Deep Root Fertilization Promotes Healthy Trees

Maintaining healthy trees in Colorado weather can be a challenge and Castle Rock has trees worth protecting. One excellent, effective way to keep your trees healthy year round is known as deep root fertilization. Whether you are caring for your homes trees or commercial property trees, this tree fertilization will make the difference in making your trees and yard more healthy and strong all year long.

Get a Free Deep Root Fertilization Quote. 20 Years Experience. 100% Guarantee. Nutrients are injected in a specific pattern into the root zone of a tree. The root zone is approximately one foot below the surface of the soil and expands many feet outwards from the trunk of the tree.

What Deep Root Fertilization Protects

Deep root fertilization protects trees from Colorado’s harsh climates, insects and diseases. Hard clay soils are common in our neighborhoods, and this root fertilization helps aerate the soil surrounding trees to allow oxygen and nutrients to be more readily absorbed. High winds, heavy snows, freezing and scorching temperatures are some of the climates in which deep root fertilization helps protect your trees. Drought is also a big problem in certain areas of Colorado that root fertilization helps combat. Insects are less likely to be able to infest certain trees if they are healthy, and this fertilization is designed to keep the trees healthy and strong enough to fight many types of insects.

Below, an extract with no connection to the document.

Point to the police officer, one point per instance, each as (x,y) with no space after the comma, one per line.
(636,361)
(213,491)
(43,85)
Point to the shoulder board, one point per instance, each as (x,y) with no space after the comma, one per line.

How Deep Root Fertilization Works

Deep root fertilization injects high pressure nutrients into the soil approximately one foot deep in the soil surrounding a tree trunk. The nutrients are designed to be time-released and feed your tree up to an entire year. The powerful injections are strategically injected in a pattern to reach all the roots in the tree root zone, which spreads many feet away from the tree trunk.

How Often to Inject Deep Root Fertilization

It is common for deep root fertilization to provide nutrients for up to a year, depending on your tree’s condition and specific needs. Once or twice a year is typical for an average tree that isn’t needing extra protection from the climate or environmental stressors.